Trying Out Full Posts In Feed

Local DV Managers Share Thoughts On Verification Metrics

Today I attended the fourth Austin DV Club luncheon. Speakers from ARM, IBM, and Intel gave short talks on the types of verification metrics they've used on recent projects.  Afterward, they participated in a panel discussion and took questions from the audience.  The speakers were Dave Williamson from ARM, Sanjay Gupta from IBM, and Shahram Salamian from Intel. 

Dave's talk (slides) focused on the metrics he's used as a verification manager for ARM in Austin.  He discussed two different types of metrics - "testplan" and "health of design".  For example, testplan metrics would include things like:

  1. % of completed tests.
  2. Number of assertions written.
  3. Amount of random testing completed.

Health of design metrics include things like:

  1. Simulation pass rates.
  2. Bug Rates
  3. Code Stability

According to Dave, testplan metrics provide a best-case look at how things are going (i.e. you're only likely to discover you need to write more tests or assertions, not less) while health of design metrics can give you a false sense of security.  (Note: All of the speakers agreed that metrics of any sort can be severely abused by management.  Thus, the verification team needs to make sure to be in constant communication with management to help them understand how to interpret the statistics).  Dave also commented that it is human nature for people to focus on the metrics, potentially in lieu of creating quality code.  For example, if one of the metrics has to do with the number of tests written per week, people might be tempted to create large numbers of slightly different tests where a few robust random tests might have been better suited for the job.

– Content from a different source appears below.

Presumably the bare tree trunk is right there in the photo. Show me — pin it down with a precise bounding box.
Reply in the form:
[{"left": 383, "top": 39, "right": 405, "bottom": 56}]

One thing I found interesting was that there were around 120000 coverage points in ARMs latest design.  Though many of those are cross coverage points, it shows that it is possible to spend a lot of effort getting functional coverage right.

Next up was Sanjay Gupta, Cell Verification Lead for the IBM STI Center (slides).  Sanjay talked about the planning that went into the verification effort from the top down specification to the bottom up implementation. Some interesting points from Sanjay's talk:

  1. No tracking done until the team reached it's first major milestone, the completion of the "golden model".
  2. The effort was divided into unit, island, partition, chip, and system environments.  The unit and island environments were responsible for finding about 95% of the bugs. The full chip environment was responsible for 3.5% of the bugs.  Sanjay didn't discuss how much time was spent in each phase in relation to the number of bugs found, but I wouldn't be surprised if many of the full chip bugs were extremely difficult to find and fix.
  3. The major metrics used by the STI team included effective pass rate, effective coverage, number of checkers, completion of reviews, and bug rate.

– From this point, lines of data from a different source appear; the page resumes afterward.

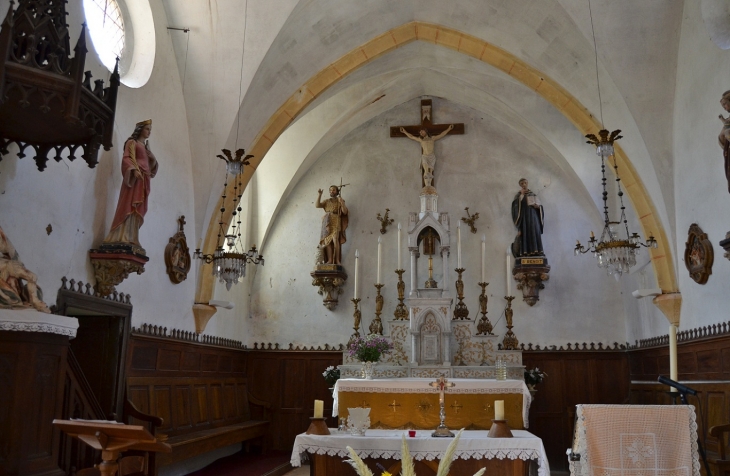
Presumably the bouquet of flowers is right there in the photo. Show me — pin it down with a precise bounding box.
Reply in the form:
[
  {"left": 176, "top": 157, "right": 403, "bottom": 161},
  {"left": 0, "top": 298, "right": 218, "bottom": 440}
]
[
  {"left": 348, "top": 334, "right": 393, "bottom": 362},
  {"left": 322, "top": 365, "right": 340, "bottom": 387},
  {"left": 525, "top": 367, "right": 547, "bottom": 387}
]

Last up was Shahram Salamian, CPU Verification Manager in the Mobility Group at Intel (slides). Processor verification at Intel is divided into several types:

  1. Architectural Verification (AV) - Does the chip meet X86 specifications?
  2. Micro Architectural Verification - Clusters, Full Chip, etc.
  3. Power Management
  4. Formal Verification (where it makes sense)
  5. System Level Verification
  6. Design for Debug (DFD) and Design for Test (DFT)

I wanted to ask Shahram if DFD was primarily focused on debugability in the lab or if features were also added to the design to make it easier to debug during pre-silicon verification, but didn't get the opportunity.  Shahram said a few things that caught my attention:

  1. Intel has 25 years worth of legacy tests that must be run before a chip is taped out.  It typically takes 3-4 quarters to get 90-99% legacy test coverage.
  2. A few bad coverage monitors can skew functional coverage results.  Additional metrics are required to look for coverage holes to attempt to counterbalance any misleading results.
  3. Lines of changed RTL is used as a metric to see how stable a design really is.
  4. An empirical formula is used to calculate "Health of Model" metrics using functional coverage, number of new bugs, unresolved bugs, progress of verification team, etc.

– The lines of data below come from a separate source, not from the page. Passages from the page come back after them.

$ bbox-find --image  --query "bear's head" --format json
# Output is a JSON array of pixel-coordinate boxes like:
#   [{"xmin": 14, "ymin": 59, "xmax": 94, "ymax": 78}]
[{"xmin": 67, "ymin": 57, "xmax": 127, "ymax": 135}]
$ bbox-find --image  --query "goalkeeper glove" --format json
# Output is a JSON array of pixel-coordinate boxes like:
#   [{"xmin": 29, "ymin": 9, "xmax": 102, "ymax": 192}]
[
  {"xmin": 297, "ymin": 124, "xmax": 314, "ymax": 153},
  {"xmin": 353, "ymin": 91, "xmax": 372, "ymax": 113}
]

Another comment that was common to all the presentations was that you need to have some historical data to compare your current results to for many of these metrics to have meaning.  At the same time, each project is different, and metrics aren't always collected in the same way.  That means that all metrics and historical comparisons need to be taken with a grain of salt.  If your gut tells you something isn't right, go with that and make sure management knows more work needs to be done.

Overall, the presenters shared a lot of interesting information about the verification metrics used by their respective companies.  I'll post my thoughts on the panel discussion and the luncheon in general later in the week.